WWF – the World Wide Fund for Nature, is one of the world’s largest and most respected independent conservation organisations, with almost five million supporters and a global network active in more than 100 countries. WWF’s mission is to stop the degradation of the planet’s natural environment and to build a future in which humans live in harmony with nature, by conserving the world’s biological diversity, ensuring that the use of renewable natural resources is sustainable, and promoting the reduction of pollution and wasteful consumption.

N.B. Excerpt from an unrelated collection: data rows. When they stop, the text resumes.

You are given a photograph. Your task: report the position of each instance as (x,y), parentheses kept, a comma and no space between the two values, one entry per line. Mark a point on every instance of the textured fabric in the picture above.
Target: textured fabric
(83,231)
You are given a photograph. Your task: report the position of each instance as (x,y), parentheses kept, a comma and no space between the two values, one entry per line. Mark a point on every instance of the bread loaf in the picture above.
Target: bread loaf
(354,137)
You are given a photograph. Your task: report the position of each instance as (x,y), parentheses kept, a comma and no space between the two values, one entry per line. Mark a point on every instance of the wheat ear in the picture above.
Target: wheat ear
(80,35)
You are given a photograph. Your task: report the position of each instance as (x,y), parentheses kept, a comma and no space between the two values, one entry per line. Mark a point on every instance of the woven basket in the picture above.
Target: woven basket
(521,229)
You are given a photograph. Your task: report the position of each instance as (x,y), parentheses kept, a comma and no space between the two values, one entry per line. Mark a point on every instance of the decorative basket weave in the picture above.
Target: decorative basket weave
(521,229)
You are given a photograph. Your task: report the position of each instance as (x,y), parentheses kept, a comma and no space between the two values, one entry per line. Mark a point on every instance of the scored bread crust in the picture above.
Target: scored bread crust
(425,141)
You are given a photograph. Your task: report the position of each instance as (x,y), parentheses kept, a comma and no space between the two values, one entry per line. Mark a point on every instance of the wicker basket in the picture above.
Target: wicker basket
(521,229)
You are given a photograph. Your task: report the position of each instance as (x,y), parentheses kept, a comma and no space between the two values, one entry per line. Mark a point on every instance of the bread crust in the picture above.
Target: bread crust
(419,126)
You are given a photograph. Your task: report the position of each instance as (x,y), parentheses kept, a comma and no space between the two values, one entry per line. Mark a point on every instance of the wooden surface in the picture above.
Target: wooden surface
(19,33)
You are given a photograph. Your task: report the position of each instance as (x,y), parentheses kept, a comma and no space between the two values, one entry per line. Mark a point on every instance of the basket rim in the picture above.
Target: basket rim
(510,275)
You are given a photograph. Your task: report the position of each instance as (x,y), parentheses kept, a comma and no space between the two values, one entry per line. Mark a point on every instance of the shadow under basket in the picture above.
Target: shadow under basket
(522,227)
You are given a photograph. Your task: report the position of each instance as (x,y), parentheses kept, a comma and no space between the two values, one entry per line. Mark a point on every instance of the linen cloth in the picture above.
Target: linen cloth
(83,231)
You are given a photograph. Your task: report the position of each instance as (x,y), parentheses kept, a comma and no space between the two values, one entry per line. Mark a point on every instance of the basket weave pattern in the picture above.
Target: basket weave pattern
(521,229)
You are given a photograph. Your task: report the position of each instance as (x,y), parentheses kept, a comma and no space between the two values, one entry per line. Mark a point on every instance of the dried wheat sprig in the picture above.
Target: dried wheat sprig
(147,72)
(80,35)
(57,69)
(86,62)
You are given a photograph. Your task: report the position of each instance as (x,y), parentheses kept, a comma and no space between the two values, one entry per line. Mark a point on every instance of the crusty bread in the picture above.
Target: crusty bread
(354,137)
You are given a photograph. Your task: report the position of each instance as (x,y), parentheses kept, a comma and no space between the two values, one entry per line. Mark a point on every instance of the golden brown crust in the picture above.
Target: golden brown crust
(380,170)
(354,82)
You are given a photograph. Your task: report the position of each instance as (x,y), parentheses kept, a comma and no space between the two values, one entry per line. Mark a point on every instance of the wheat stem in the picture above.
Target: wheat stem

Environmental impact of key actions
- The air-conditioner is a major contributor to the amount of electricity consumed in the typical household. Using the air-conditioner in energy efficient ways can reduce its impact on the environment and your electricity bill.
- The air-conditioner takes up 30 percent of the typical household electricity bill.
- Air-conditioning should be set at 25 degrees Celsius, and not below 24 degrees Celsius.
- When set to this optimal temperature, the air-conditioner will not need to use up so much energy to cool the environment around you. This, in turn, results in lesser fossil fuels burnt to power the air conditioner and less heat released into the atmosphere, hence reducing the impact on the environment.
- Every one degree increase in the air-conditioner temperature helps you save a minimum of S$25 annually. We can save a minimum of $150 million annually in the total electricity bill for Singapore if all Singaporeans take this up.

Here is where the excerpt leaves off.